Towering over the Grand Pier, it dwarfs the big wheel on the boardwalk. See Monster – a disused North Sea gas platform transformed into one of the UK’s largest public art installations – has provoked a heady mix of head scratching, interest and anger on the beach at Weston-super-Mare.
Finally, after delays caused by the vagaries of this summer’s extreme weather (sometimes too hot, sometimes too windy), this weekend visitors are invited to climb aboard.
Patrick O’Mahony, the project’s creative director, accepted that the play would not be to everyone’s liking. “We knew there would be divided opinions. I’d rather people love it or hate it than be indifferent. There’s nothing worse than doing something that people don’t react to.”
The installation is the ninth to be produced as part of the Unboxed: Creativity in the UK series – also known as the Festival of Brexit – which has drawn widespread criticism and ridicule, not least because of the cost of the project: a whopping £120million Pounds for the taxpayers of the four British nations.
O’Mahony said he was sad that Unboxed had been mocked. “We are close to the other nine commissions. Arts and entertainment have had a very tough time and it has been amazing to see this level of investment in the sector. Years of work have gone into these projects. People should be judged by their work.”
People have been judging See Monster since the 450-tonne platform was towed to the city of Somerset in July, transported from the North Sea on a barge larger than a football field. Its size makes it difficult to miss – at 35 meters it is 15 meters taller than the Angel of the North.

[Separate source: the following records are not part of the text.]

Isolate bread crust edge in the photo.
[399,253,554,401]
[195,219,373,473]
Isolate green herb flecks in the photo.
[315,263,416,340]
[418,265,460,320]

Artists, engineers and gardeners have created a 10-meter-tall waterfall depicting the monster’s roar and 6,000 pieces of aluminum that shimmer in the wind like the scales of a mythical animal. The platform’s 16 meter long crane boom is the creature’s neck and head.
Other features include a cloud machine, a garden of trees and grasses, sculptures, and devices that generate renewable energy to power at least part of the installation. BBC Radio’s shipping forecast is broadcast on the helipad at the top, which offers wonderful views of the Somerset, Devon and South Wales hills.
The idea is to provoke conversations on issues such as transforming industrial structures, moving away from fossil fuels, sustainability and the UK weather.
Ironies abound. Last but not least, the fact that renewable energy is a key theme at this state-subsidized facility – but UK Business Secretary Jacob Rees-Mogg has made it clear he wants to get “every last cubic centimeter of gas” out of the North Sea with platforms like this.
Ella Gilbert, climate scientist at British Antarctic Survey and advisor to See Monster, would not criticize the UK government directly, but said: “The science is very clear. We need to get off fossil fuels. We need to drastically increase our ambition on climate change. This is a creative way of showing how we do it.”
Another irony is that while sustainability is another issue, See Monster’s stay in Weston will be very brief. There are concerns that its massive presence could have a negative impact on the wading birds that winter here, so it will close in early November.
New houses for the plants and the artwork are found, but the platform itself is cut up and the pieces hauled away for recycling. The creators insist that while their monster will disappear, the lessons they’ve learned will be used by people around the world to turn disused platforms into art installations, hotels or diving platforms.
Until it goes away, it’s hoped that See Monster will give Weston the same boost it did to Banksy’s Dismaland – a twisted version of Disneyland – in 2015.
“It brought a different kind of tourist to Weston,” said Walter Byron, who serves as the host of See Monster. “I want it to stay and build a restaurant upstairs.”
A second host, Sarah Windall, who also works as a teaching assistant, said: “There was a lot of skepticism. Some people complain that the money for it comes from their taxes, but I think it’s a smart way to see the future through art.”
Elaine Day, a Weston resident who celebrated her 76th birthday with a trip to see how work was progressing, was among the onlookers who watched as the finishing touches were put on the monster.
“It’s something different,” she said. “I think it’s good for the city. People come here on their vacations and say, ‘What’s that thing up there?’ It puts Weston on the map.”